Kaggle is a data science community that offers tools and training. Kaggle is a great way to get more experience with machine learning. The website hosts competitions, provides training, and more. A lot of employers ask applicants to do competitions in Kaggle.
I have created several Kaggle competitions for our available class. You can use it to learn machine learning and also have a friendly compitition with other students in our class. Don't worry if your solution doesn't get a high ranking. The goal is to learn about machine learning. Of course if you thrive on competition, then feel free to try to win every competition.
Overview
- Some vocabulary: the training data set has a response and a set of predictor variables for each observation. The test data set only has the predictor variables.

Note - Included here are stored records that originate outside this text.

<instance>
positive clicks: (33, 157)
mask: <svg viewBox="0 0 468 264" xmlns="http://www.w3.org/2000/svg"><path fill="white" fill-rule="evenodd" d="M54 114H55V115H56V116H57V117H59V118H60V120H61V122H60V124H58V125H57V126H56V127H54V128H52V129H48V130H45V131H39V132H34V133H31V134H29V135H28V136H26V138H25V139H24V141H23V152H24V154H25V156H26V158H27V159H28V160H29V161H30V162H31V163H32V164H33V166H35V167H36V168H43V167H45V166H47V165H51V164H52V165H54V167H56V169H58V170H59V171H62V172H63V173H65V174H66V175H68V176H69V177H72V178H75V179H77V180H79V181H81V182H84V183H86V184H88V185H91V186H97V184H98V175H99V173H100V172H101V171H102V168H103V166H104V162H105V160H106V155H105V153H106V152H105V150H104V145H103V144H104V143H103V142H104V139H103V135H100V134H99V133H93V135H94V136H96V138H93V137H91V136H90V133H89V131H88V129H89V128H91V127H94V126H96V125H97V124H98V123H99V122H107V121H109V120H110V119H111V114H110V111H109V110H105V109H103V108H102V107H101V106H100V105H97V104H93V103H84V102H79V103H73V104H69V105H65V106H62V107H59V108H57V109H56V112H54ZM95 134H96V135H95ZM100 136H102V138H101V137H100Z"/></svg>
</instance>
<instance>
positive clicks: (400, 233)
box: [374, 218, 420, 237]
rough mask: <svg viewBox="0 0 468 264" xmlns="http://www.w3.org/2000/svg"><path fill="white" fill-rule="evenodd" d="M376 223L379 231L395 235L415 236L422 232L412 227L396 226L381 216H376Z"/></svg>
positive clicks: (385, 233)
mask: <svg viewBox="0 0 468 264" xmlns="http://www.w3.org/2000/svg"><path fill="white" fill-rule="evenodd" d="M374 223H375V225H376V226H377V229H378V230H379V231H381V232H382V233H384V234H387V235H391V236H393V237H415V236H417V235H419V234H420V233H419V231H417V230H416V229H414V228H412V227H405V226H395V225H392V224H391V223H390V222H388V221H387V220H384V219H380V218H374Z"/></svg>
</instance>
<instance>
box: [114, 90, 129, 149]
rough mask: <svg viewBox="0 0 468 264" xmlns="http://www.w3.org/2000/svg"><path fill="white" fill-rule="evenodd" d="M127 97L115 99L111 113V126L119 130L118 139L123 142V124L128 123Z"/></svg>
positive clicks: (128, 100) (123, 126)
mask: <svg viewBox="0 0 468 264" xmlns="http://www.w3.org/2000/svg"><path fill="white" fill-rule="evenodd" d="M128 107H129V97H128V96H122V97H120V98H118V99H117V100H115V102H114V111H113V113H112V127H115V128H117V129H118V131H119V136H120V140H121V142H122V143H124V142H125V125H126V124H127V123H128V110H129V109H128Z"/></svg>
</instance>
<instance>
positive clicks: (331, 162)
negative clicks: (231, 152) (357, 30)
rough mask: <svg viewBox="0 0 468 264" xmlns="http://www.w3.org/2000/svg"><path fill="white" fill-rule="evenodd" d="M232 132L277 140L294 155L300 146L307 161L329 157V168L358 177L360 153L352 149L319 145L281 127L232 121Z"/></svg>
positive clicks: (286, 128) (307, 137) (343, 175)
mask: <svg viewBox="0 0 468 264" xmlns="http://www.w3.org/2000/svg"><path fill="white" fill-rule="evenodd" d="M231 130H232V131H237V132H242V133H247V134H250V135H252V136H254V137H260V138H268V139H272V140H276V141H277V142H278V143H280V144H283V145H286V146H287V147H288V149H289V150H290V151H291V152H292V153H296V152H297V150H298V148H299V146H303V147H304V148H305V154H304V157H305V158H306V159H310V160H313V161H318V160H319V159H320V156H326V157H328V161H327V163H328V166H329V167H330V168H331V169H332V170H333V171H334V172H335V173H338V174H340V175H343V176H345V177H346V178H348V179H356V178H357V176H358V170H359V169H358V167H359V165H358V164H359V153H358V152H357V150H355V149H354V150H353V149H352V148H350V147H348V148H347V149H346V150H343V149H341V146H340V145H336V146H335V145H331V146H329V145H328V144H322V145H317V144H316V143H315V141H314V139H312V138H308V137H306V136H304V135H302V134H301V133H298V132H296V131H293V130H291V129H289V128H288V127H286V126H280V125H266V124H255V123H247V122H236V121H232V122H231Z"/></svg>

- I have posted several problems and data for you to model on Kaggle. You will develop a model to predict the responses using your model. When you think you have a good fit, use the test data set to produce predicted responses for the test data set. You will upload your predictions for the test data set. Kaggle has the true response values for the test data. Kaggle will compute the cost (loss) function and will list your ranking on the leaderboard.
- There will be two rankings: one on the public data set and one on the private data set.
The test data have 2 parts - a public subset of the test data set and a private subset. You wont know which is which. One subset produces the public ranking. Another produces a private ranking.
Your next steps
- Log into Kaggle. Your first time there you will have to create a Kaggle account.
- Go to one of our Kaggle InClass competitions (see below)
- Download the data. Alternatively, you can work in Kaggle with their notebooks, but it is probably easier to start with an analysis on your own computer.
- Develop a method to predict the data.
- Upload your answer in Kaggle and see your standing on the leaderboard. Click the "Submit Predictions" button.
- Improve your model to improve your standing on the leaderboard. You can upload multiple submissions. The leaderboard will show your best submission.
Kaggle data sets and competitions
Introduction to kaggle: Use this simple competition to learn about kaggle. You will fit a model to a small data set. This competiton was created just for our ISEC2020 short course.
If you are already familiar with kaggle, then you may want to investigate one of the other competitions. More ISEC2020 competitions are coming soon!